The week that was

FOXY BROWN: The temperamental rapper reportedly caused waves on radio host Tom Joyner’s annual Fantastic Voyage cruise, after a mixup over a manicure appointment. Talk about high-seas maintenance.

KEVIN FEDERLINE: Britney Spears’ ex announced that his girlfriend Victoria Prince is expecting his fifth child. K-Fed, it’s called birth control – try it once in a while.

ENRIQUE IGLESIAS: The pop star pulled out of doing a tour with Britney. He didn’t think he’d like it.

THE KARDASHIANS: Kris Jenner told Redbook mag her three daughters work “25 hours a day.’’ They have cameras roll while they’re sleeping?

“MAD MEN:’’ The AMC show has been delayed because of budget disputes. I started a website, Feel free to join the petition.

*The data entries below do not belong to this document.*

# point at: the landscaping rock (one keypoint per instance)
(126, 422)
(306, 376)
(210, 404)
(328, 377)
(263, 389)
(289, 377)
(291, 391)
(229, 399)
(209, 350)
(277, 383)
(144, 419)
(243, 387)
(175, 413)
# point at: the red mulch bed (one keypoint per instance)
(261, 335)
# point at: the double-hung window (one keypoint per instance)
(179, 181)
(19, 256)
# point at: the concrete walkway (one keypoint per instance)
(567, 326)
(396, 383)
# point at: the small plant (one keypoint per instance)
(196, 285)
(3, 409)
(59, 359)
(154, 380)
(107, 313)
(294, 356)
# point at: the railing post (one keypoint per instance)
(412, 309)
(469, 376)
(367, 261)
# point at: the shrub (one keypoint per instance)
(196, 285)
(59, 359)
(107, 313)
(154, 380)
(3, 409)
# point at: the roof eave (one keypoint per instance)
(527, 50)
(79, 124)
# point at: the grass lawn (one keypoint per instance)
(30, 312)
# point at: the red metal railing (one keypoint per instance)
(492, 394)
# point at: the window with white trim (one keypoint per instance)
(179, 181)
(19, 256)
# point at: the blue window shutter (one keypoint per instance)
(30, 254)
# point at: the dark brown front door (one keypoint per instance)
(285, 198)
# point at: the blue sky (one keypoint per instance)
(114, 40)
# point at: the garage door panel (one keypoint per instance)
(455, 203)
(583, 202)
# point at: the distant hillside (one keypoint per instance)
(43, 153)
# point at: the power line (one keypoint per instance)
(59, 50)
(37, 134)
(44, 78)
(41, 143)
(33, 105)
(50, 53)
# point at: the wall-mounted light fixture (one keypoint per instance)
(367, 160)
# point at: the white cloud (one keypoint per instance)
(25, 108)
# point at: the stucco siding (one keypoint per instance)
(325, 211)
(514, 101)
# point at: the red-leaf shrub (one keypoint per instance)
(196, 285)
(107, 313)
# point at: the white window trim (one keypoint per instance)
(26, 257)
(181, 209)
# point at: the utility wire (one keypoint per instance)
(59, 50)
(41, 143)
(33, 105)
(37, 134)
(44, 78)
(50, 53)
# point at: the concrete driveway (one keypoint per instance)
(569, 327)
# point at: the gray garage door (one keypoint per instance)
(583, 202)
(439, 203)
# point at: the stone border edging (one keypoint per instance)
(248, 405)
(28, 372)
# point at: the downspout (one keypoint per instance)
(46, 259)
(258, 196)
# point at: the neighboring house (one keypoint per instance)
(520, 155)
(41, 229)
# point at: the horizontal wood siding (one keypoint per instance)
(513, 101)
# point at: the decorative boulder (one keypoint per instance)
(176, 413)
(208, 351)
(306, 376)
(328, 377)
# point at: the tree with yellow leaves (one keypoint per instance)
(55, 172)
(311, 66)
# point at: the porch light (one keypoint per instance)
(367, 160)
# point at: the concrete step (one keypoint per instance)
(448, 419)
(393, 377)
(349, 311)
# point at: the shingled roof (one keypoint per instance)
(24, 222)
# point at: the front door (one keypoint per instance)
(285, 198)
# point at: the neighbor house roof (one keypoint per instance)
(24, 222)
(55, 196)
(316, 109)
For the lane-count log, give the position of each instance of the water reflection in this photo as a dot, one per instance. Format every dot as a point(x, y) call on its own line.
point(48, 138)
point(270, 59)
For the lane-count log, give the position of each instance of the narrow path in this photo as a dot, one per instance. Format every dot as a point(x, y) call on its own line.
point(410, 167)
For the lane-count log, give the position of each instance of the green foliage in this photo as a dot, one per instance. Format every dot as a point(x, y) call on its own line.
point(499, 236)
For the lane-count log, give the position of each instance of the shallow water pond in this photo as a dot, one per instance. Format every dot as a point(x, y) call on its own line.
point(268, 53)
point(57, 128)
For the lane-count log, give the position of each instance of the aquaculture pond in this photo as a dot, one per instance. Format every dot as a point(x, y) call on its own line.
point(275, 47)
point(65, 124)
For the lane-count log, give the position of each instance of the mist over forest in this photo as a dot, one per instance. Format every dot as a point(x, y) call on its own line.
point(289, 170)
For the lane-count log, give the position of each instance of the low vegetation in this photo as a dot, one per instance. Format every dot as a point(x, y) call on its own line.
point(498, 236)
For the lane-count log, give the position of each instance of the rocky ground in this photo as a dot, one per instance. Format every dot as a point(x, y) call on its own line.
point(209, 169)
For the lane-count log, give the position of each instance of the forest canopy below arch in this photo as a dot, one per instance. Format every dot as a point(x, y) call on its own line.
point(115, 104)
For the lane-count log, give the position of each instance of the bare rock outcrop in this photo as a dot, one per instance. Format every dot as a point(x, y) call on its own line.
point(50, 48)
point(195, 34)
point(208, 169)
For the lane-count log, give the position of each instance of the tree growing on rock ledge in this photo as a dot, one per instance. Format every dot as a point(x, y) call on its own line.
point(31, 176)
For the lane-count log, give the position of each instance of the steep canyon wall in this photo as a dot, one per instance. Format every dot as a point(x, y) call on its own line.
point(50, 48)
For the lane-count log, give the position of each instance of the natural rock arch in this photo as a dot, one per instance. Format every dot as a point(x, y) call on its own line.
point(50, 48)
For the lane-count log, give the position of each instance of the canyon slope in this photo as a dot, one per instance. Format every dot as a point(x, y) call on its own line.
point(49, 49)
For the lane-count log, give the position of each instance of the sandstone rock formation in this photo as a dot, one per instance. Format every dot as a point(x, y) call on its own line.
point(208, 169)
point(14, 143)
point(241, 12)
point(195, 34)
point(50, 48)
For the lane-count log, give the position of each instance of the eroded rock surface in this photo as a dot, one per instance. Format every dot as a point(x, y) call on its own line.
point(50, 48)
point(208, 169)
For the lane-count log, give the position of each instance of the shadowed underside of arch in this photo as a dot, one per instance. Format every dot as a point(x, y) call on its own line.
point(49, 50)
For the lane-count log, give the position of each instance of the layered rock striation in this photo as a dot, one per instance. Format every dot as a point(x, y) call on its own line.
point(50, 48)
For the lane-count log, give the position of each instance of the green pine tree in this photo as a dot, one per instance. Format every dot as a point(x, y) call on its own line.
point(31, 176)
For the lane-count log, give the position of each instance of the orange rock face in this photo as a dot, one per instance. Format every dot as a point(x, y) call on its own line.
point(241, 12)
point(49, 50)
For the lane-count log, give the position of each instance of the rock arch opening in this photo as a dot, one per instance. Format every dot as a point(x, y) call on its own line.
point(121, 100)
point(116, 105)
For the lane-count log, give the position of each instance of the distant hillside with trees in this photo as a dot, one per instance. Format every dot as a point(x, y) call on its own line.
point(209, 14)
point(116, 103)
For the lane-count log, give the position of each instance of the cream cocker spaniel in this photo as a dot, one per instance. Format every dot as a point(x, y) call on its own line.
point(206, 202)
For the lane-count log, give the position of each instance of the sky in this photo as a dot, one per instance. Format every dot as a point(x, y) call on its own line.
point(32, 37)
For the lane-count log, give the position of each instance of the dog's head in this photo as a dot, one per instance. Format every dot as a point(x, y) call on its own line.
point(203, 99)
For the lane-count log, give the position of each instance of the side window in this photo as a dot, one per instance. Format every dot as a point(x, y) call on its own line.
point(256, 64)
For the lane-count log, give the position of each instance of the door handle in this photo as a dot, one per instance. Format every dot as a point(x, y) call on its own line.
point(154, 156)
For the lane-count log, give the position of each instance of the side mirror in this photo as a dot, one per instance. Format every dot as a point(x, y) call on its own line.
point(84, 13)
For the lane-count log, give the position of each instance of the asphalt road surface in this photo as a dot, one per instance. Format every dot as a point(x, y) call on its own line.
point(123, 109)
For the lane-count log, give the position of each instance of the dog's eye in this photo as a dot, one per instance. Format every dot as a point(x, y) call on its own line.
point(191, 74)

REESE WITHERSPOON: The newlywed said her Water for Elephants costar Robert Pattinson was dirty, as in non-hygienic. Twilight fans everywhere stopped showering in protest.

KATIE HOLMES: The Kennedys star is embarrassed that daughter Suri was photographed eating Gummies in the shape of a certain part of male anatomy. If I were Katie, I’d be more worried about Mission Impossible: 4.

PRINCE WILLIAM: The Palace announced the heir to the throne decided not to wear a wedding ring. It’s not like the entire world won’t know he’s married.

ANGELINA JOLIE: The actress is the subject of a comic-book biography. For the real saga of her life, just read Betty and Veronica.

SYLVESTER STALLONE: The action star is going to debut a fashion line. All clothes come with enclosed sweat packets.